Migratory birds fitted with small satellite transmitters in their featherlight “backpacks” can teach people more about changes in the environment upon being monitored. Moreover, it could help prevent biodiversity loss.

Great knot flock, including one individual carrying the satellite transmitter, at Raoping, Guangdong, China in April 2017. Image Credit: Ginny Chan.

That is a crucial message in the PhD-thesis that Ying Chi Chan, a PhD candidate of the University of Groningen, based at the Royal NIOZ (Netherlands Institute for Sea Research), defends on May 28th, 2021.

Bar-tailed godwits with transmitters on their backs, directed us to an important area along the coast of the Yellow Sea at Dafeng-Dongtai-Rudong, where many birds roost and feed. Showing the importance of this area for migratory birds led to a halt of intended land-claim in the tidal zone of the Yellow Sea.

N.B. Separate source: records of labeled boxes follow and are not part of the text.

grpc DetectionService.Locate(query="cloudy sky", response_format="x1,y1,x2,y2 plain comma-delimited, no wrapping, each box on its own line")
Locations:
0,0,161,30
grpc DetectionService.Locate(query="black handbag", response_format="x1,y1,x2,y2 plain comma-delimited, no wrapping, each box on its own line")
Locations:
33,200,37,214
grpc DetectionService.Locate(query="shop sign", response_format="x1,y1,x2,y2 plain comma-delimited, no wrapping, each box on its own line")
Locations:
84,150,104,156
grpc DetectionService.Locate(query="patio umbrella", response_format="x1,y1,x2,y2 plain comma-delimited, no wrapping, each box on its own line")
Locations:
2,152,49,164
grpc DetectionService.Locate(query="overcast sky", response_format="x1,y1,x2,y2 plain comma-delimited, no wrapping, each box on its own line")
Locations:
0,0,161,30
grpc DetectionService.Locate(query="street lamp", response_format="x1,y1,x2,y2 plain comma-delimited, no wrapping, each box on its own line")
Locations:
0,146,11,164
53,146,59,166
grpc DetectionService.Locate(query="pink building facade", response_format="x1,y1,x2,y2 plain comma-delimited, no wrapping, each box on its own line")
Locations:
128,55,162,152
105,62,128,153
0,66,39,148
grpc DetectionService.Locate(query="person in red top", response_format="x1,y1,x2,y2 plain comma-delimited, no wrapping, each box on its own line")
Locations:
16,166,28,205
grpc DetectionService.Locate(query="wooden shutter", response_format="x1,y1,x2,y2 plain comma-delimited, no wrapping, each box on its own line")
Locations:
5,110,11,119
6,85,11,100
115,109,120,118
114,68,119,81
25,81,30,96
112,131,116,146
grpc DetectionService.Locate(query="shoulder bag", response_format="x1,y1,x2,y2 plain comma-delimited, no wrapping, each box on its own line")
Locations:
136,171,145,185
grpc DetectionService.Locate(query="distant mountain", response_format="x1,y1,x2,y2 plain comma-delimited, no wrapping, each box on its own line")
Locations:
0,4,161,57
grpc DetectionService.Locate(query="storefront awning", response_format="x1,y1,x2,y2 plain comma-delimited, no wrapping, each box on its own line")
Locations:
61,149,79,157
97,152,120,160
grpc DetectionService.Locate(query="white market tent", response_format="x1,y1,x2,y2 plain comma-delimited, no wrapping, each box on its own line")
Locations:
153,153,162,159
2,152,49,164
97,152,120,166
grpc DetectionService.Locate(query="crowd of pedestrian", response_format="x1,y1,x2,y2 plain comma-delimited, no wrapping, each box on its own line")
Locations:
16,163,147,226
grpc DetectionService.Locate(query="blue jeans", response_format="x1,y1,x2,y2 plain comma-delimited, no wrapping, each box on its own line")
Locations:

Ying Chi Chan, PhD Candidate, University of Groningen

Explorative Birds are More Successful

For around three years, Chan and her collaborators followed bar-tailed godwits, great knots, and red knots with the help of satellite transmitters. Furthermore, as soon as the birds are caught and before fitting them with the transmitters, the team executed easy “personality tests” on the great knots. In this manner, the researchers were able to observe if an individual bird was of the more ‘conservative’ type or the “explorative” type.

We saw that these different personalities led to very different strategies for coping with change in their environment. When the availability of shells for these birds changed, the more explorative individuals were able to deal with this better than the conservative birds. The explorative individuals left areas with poor prey quality sooner, to look for better places to feed.

Ying Chi Chan, PhD Candidate, University of Groningen

They also arrived earlier in their breeding areas in the Eastern Russian Arctic and thus had better odds for successfully raising chicks. This was supported by the fact that they stayed longer in the breeding area. When knots lose their eggs or chicks, they usually leave the breeding area shortly after,” added Chan.

Recognition as UN World Heritage Site

With the help of their study, Chan and her collaborators were the first to chart the precise migration routes of great and red knots together across the East Asian-Australasian Flyway. Earlier, there was an assumption that the knots tended to use only one or two stops on their way from the wintering grounds to the breeding region in the Arctic. But Chan found out that the multiple stopover sites in between were utilized by the knots.

Mapping the migration routes and the important feeding sites is crucial for understanding the ecology of these birds. It is also essential to support evidence-based conservation. For example, showing how bar-tailed godwits used a particular area in the Yellow Sea to fuel up, has led to its recognition as World Heritage site by the UN.

Ying Chi Chan, PhD Candidate, University of Groningen

As Chan’s work on waders has been completed, she will begin to work as a post-doc in Switzerland and perform research on the dispersal of little owls and red kites at the Swiss Ornithological institute located in Sempach.